Prompted by a question from a co-worker, who wanted to know how she could get her hands on a piece of her alma mater, I contacted Bill Wisniewski, director of business operations for the district. He assured me that the district was working on a policy to determine how the bricks will be made available.
That prompted a number of readers to call me and ask how they could be put on a list. I told them what I'm telling you now -- when the policy is announced, I'll write about it in the Record-Courier.
A few wanted to know why the bricks couldn't be put out for the public to take as soon as they fall. I mentioned that the contractor is concerned about making sure nobody will be hurt. When the bricks are available, they'll be separated into piles indicating which building they came from.
So keep reading. I promise to keep you posted.
More changing technology
The introduction of new computers and software at the R-C means that we now have laptops to take to meetings.
Will you see me toting mine?

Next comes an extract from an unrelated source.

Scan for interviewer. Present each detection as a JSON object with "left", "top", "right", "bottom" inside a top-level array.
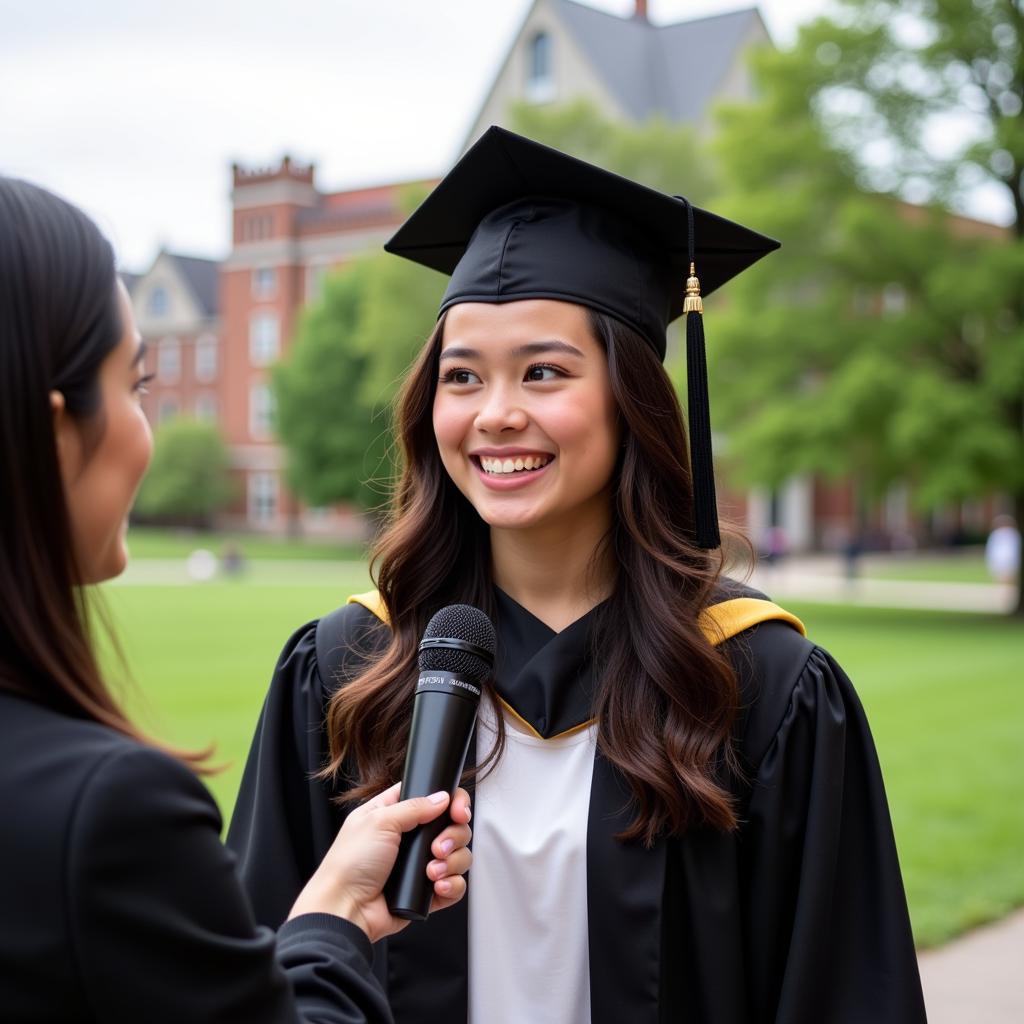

I'm not too sure about that. The reason? I need access to the Internet in order to use most of the software we have. Our method of submitting stories via remote is web-based, too.
So unless I want to hang out in the local McDonald's, I will need to come back to the newsroom to submit my stories anyway. And since most meetings on my beat don't run terribly late, I might as well start writing when I get back to the office.
In other news, I managed to keep my mouse from my old computer and a co-worker of mine was very pleased to know he'd be able to do the same. Had my mouse been replaced, I would have brought one in from home. Just say no to white mice.
Filling plates at the holiday table
You may have noticed some recent stories in our about some turkeys that were picked up by the wrong social service agency.
The takeaway message was that the turkeys still went to feed hungry people, just not the hungry people for whom they were originally destined. And the act prompted generosity among area residents who gladly donated birds to those in need.
As a volunteer for another social service agency, I can tell you that turkeys -- heck, meat of any kind -- is at a premium. And any agency would gladly appreciate your donations. But just a tip, give money, because most agencies can make $1 feed four people, and might not have the freezer space to store lots of turkeys or hams. But if that's what you've been given as a holiday bonus, I'm sure any agency would find a good home for it.
Just don't be like that guy who called the Butterball turkey hotline to ask if a 20-year-old bird in his freezer would still be good. When the representative said that it probably wouldn't have much flavor, he said, "Oh, OK, I'll just donate it to the church!"